She’s also the type of player who needs to look at options overseas, which may be the biggest reason why Liverpool LFC have made a minor splash, luring the twice-capped U.S. international to northwest England. As the club announced on Tuesday, Engen will join the team in January for the 2013 season.

Her thoughts, from Liverpool’s website:

“I have always been very interested in playing in the WSL so when the opportunity arose, I took it.
“Joining a club with such a legacy and impact in the world of football made the decision easy. I want to thank everyone at Liverpool who worked hard on my behalf to make this happen. I am very excited for next season.”
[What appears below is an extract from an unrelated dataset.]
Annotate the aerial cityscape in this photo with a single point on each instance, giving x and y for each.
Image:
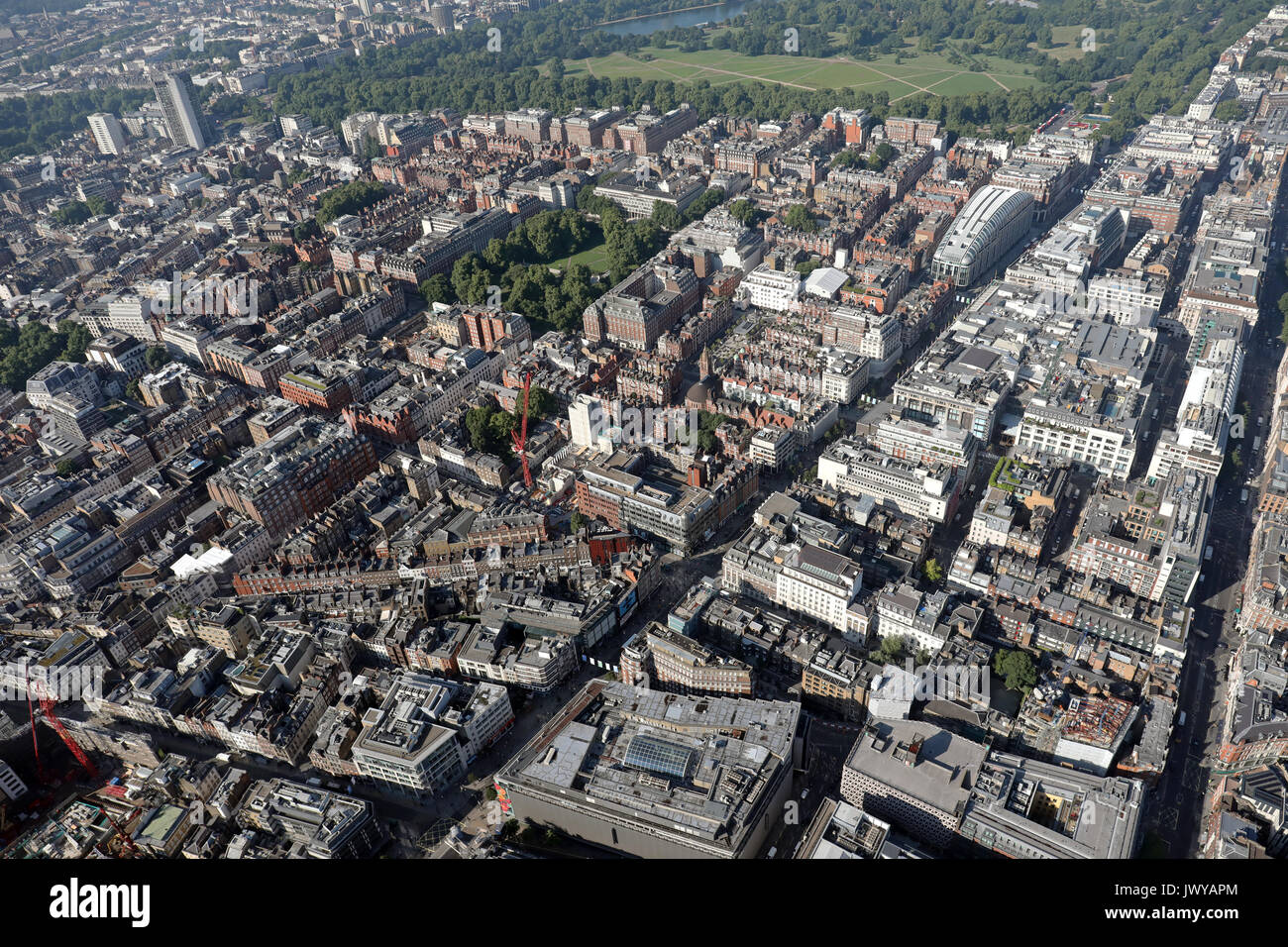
(767, 429)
That it’s Liverpool signing Engen makes this move a surprise. The big names in English women’s football are Arsenal, Birmingham City and Everton. Liverpool, last place finishers in this year’s WSL, are not on the same level, but that may be about to change. That Engen “had various offers from other teams around Europe” (according to her agent) makes this signing is a mind coup. Liverpool’s stepping up.

For Engen, getting to play strong clubs on a regular basis is huge, particularly at this point in her career. She’ll be playing for a big organization, in a good league, in a place where the culture won’t be a significant obstacle. Even before considering the (likely modest) money involved, Liverpool’s a great opportunity for 24-year-old who lacks the same outlets as the national team’s established stars.
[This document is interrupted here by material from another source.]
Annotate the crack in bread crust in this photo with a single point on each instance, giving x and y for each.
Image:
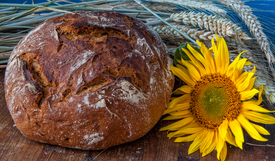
(88, 80)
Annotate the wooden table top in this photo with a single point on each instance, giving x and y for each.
(153, 146)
But this is also a small warning for U.S. Soccer, who are busy trying to put together a domestic, professional league for the 2013 season (the WSL, like other women’s leagues, is semi-professional). Particularly for players in Engen’s situation – talented, young, still establishing themselves professionally, and looking for some some stability – Europe’s going to be a temptation.

For players willing to leave home, it’s difficult to fault their decision to jump to Europe. The leagues are established, stable, and offer a level of competition the possible U.S. league may not be able to replicate. If a player is lucky enough to land with one of the continent’s bigger clubs, they’re likely to have a professional lifestyle that can’t be matched in this country. For players whose games are still developing, jumping to a high-caliber league might be the best way to improve.

Even after the U.S. league stars, there’ll still be players like Ali Krieger, who’s done her career so much good by playing in Germany’s Frauen Bundesliga. There’ll still be players like Sarah Hagen, who has had success after going from UW-Milwaukee to Bayern Munich last year. And there may be more Lindsey Horans, who was lured by Europe’s money before she’d even made it to college.

And now, there will be the Whitney Engens – a national team hopeful whose career could get a boost from her time in England.